I'll comment on this latest thing that you guys are discussing (Chugach and Borut). Okay, I was just looking at the featured page, which is the Südpfalz area page. I guess opinions will vary, I already stated that I think it's a great page that can also use enhancement by some technical climbers when they show up. This is in accordance with my own feelings about Summitpost. I think that someone should post "what they have," because it serves as a kind of coral reef which will get routes and mountains attached to it. Therefore, the fact that a hiker makes a page about a region more famous for climbing doesn't bother me. In my opinion it's better than nothing, as long as it doesn't obscure or denigrate other uses.
Now, looking more closely I do see that Gangolf has a bunch of mountain pages under that area page. I happened to click on one randomly (
Hohle Felsen). It looks like Gangolf scrambled up the easiest way to the summit. It's a very detailed page, showing clearly that the author has hiked around the area a lot. It talks about a rockfall in 2003 that made some routes unstable. But since the author doesn't climb or buy climbing guidebooks, he can't tell us the route names to avoid, only the area to avoid on the rock. There are links to rock climber web sites to tell us more information (mostly German, though).

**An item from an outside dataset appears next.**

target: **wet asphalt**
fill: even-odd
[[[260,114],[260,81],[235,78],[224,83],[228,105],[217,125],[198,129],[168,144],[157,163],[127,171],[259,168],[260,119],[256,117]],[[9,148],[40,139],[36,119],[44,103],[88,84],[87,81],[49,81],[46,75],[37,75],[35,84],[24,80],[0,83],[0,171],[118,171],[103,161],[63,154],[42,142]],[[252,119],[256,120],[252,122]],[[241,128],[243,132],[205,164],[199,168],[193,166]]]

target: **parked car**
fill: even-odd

I'm just not able to get upset about this page. As for the technical requirement that the author reach the summit, I clicked on other mountain pages in the sector and see that many of these summits have a hiking route to the top. Gangolf didn't always sign a summit register, but he offers very detailed hiking directions to the top and copious photos from up there.

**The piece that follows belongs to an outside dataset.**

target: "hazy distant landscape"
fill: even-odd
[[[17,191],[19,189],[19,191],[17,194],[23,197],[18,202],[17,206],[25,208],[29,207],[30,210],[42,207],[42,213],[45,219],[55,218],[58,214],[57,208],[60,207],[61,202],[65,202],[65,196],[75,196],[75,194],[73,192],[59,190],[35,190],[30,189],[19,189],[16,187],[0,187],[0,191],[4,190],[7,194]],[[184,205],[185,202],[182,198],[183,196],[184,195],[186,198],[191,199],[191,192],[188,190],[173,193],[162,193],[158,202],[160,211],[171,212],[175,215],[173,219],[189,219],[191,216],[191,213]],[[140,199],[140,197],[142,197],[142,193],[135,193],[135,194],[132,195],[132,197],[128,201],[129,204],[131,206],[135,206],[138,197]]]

I dunno, I guess if I look at every single mountain (there are a LOT) I might find some where he didn't stand on the summit. This would be a great waste of a valuable evening's time. But Borut it seems that you found some, and based on what you say is a general, long accepted site rule, then I guess you've got a valid bone to pick.
The thing is, for me, I've never been a fan of that rule. I've got a friend who spent weeks working on an amazing page for a Himalayan peak that he is working on an expedition to in the next few years. He made the page to consolidate information, psych himself up, make the dream more real. I did this once years ago for the same reason, making a page on North Peak of Index where I scanned in all the AAJ articles and all kinds of stuff I found to give myself energy for the climb (thank god it was on my own private site in a hidden area). Anyway, he fell afoul of this rule and had to either remove his page or accept being a pariah. I think he's gone the pariah route. I say it's a big waste of energy to do that to people.

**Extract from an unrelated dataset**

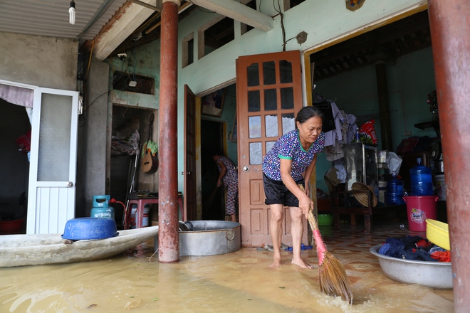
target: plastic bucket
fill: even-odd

I didn't mean to become an "insider" (the way Dow talks at me), yet here I am defending the "big gorilla" of the site.
I've been a pariah here at least two times and I'm sure it'll happen again. I've always held that in general content is good. If somebody makes a page on a Columbia Gorge peak and focuses too much on the damn flowers (because that's their thing) and not enough on the southwest access route, I really don't care. Thumbs up, I say. Let somebody else come and add a route page.
Let me finish by saying I know there is a lot I don't understand. Borut, you made so many incredible pages. I only have a paltry few. It may be that you've encountered incredible anguish and difficulty from the problem of "page owned by someone who didn't climb it," and therefore have strong justification to make this an issue. Go on ahead then. I just felt I needed to respond to basically innuendo from Dow and now from you that seems to put many pages of valuable content into a bad light. The innuendo sounded serious. But then I looked at the pages, and responded with details of what I found. I don't mean to be difficult.